On foreign policy, he argues for greater international cooperation and the aggressive use of diplomacy. He sees a world in which America doesn't have to fight with everyone, and should instead work with other countries to solve the common problems we all face.

I repeat, these are two good men, but with two very different views of the world.

John McCain represents the best of America's past, and Barack Obama the hope of the future -- the hope of a country that can make big changes and live out one of its greatest promises, of equal opportunities for all Americans, of every caste, creed and color.

And America has always been a country that looks forward. So, I will be voting for Barack Obama on election day this year.

That's it for this week. But before I go, I want to thank you for all your e-mails.

Last week I asked you what country you thought would come out best from this economic crisis we're in. Answers came from all over the world, and many of you were champions of your own economies. Sweden got many votes, as did Canada, and a number of oil-based economies fared well.

But the winner was China. Viewers of this program are greatly impressed with its economic growth and management, and they don't expect it to slow down that much.

Now, my question for you this week is: How long do you think this downturn will last?

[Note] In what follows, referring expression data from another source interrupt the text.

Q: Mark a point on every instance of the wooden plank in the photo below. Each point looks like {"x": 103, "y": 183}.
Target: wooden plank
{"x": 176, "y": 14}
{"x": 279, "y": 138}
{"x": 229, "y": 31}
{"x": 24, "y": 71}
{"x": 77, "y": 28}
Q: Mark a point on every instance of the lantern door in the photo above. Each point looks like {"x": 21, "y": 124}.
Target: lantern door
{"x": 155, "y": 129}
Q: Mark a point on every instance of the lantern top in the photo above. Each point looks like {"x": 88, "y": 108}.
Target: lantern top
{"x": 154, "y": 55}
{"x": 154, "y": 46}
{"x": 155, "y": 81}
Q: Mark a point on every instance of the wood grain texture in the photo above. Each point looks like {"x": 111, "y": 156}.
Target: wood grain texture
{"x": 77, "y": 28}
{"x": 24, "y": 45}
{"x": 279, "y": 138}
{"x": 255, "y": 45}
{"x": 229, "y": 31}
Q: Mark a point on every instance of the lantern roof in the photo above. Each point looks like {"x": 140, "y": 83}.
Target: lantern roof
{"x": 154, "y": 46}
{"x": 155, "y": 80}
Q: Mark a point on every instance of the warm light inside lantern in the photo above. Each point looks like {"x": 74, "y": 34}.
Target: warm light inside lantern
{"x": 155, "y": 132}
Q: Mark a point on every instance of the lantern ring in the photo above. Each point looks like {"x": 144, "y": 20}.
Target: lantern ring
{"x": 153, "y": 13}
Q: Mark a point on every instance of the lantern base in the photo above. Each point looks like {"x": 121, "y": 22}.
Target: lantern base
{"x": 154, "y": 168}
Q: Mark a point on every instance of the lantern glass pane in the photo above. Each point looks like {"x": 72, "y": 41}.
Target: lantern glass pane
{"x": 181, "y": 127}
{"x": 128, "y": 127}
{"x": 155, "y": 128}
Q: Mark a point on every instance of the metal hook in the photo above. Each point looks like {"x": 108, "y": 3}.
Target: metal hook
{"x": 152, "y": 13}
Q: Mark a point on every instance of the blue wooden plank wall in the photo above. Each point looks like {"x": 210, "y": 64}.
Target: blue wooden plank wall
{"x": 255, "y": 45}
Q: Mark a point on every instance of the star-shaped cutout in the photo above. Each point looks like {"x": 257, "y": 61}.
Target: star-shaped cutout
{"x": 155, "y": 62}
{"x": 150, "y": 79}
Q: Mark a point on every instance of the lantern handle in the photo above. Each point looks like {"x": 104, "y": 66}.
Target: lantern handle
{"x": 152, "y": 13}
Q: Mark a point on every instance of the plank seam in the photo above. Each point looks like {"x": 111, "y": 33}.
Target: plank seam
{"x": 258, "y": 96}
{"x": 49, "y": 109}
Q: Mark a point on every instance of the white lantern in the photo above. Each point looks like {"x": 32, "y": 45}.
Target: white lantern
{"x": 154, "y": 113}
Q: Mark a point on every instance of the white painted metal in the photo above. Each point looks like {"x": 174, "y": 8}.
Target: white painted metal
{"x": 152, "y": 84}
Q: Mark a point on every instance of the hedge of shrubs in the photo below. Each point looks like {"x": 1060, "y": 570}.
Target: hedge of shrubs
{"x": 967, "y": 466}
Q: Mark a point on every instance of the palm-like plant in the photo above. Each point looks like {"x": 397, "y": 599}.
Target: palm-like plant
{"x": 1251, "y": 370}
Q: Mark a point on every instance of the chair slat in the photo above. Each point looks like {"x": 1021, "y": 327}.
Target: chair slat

I'll give you two choices -- the two most divergent predictions I've heard from economists this week. Will it end within one year? Or will it take four years -- a lengthy slog in which we slowly rebuild a more sound and solid financial system?

Also, I want to recommend a book written by Joe Nocera, "New York Times" columnist and one of our panelists. Back in 1995, he wrote a book called "A Piece of the Action." It's a wonderfully clear and understandable book explaining exactly how Americans became so addicted to credit, and how Wall Street profited from that addiction. I think you'll like it.